Esther 6:4-7 - A Neville Goddard interpretation

Read Esther 6 in context

Scripture Focus

4And the king said, Who is in the court? Now Haman was come into the outward court of the king's house, to speak unto the king to hang Mordecai on the gallows that he had prepared for him.
5And the king's servants said unto him, Behold, Haman standeth in the court. And the king said, Let him come in.
6So Haman came in. And the king said unto him, What shall be done unto the man whom the king delighteth to honour? Now Haman thought in his heart, To whom would the king delight to do honour more than to myself?
7And Haman answered the king, For the man whom the king delighteth to honour,
Esther 6:4-7

Biblical Context

King asks who is in the court as Haman enters to push Mordecai's execution. The king then asks what shall be done to the man whom the king delighteth to honour, and Haman immediately assumes the honour is for himself.

Neville's Inner Vision

Esther 6:4-7 places the outer court of the king as the arena of the mind where decisions are born. Haman's presence in the court is the ego seeking to hang Mordecai—the inner quality opposed to your true nobility. The king's inquiry, 'What shall be done unto the man whom the king delighteth to honour?' is the inner law of your consciousness asking to honour what you truly value. When Haman schemes for credit, he reveals his fevered belief that honour comes from without; the I AM, your true self, now answers in the voice of the king and sets a plan to honour Mordecai publicly. This moment unmasks vanity by showing that honour is a function of inner alignment, not the ego's self-importance. The Presence of God operates as the king's decree, turning external threat into the disclosure of inner order.
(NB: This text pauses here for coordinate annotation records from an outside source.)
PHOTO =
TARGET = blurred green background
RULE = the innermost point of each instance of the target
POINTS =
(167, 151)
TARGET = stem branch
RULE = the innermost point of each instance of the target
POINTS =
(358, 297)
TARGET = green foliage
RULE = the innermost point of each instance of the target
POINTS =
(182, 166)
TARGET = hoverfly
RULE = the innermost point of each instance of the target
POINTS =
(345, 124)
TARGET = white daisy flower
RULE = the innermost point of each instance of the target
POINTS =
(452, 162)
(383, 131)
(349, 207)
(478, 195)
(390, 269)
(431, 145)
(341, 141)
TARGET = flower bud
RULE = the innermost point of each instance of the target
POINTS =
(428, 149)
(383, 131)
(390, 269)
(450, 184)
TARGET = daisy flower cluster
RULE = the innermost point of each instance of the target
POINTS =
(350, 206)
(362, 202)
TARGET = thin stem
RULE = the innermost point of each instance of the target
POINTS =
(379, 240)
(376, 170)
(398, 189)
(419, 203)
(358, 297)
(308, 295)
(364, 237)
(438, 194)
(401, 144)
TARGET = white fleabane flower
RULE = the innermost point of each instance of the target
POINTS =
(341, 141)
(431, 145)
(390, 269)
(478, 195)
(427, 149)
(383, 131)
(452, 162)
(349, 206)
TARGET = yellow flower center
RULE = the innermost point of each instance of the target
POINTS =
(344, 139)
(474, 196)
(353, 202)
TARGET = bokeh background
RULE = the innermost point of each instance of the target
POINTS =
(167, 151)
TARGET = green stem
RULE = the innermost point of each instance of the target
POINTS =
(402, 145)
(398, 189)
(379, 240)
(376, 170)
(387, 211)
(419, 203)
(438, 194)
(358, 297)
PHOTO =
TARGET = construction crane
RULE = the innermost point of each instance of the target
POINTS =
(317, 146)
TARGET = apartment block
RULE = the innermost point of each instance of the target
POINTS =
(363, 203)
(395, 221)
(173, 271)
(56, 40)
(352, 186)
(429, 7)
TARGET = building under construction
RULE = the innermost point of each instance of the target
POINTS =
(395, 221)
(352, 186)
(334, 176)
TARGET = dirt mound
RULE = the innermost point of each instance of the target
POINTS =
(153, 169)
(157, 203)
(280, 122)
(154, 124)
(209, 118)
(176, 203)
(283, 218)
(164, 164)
The Kingdom of God is the realisation that your life is the expression of your inner state; you can rewrite it by choosing to honour the good in others, thereby dissolving malice and amplifying love.

Practice This Now

Practice: In a quiet moment, assume the self you truly are—the I AM—delighting to honour someone, even an imagined stranger, and feel the scene as though the honoring is already done. Revise any prideful ego by repeating, 'I am honoured by life's love' until the feeling is real.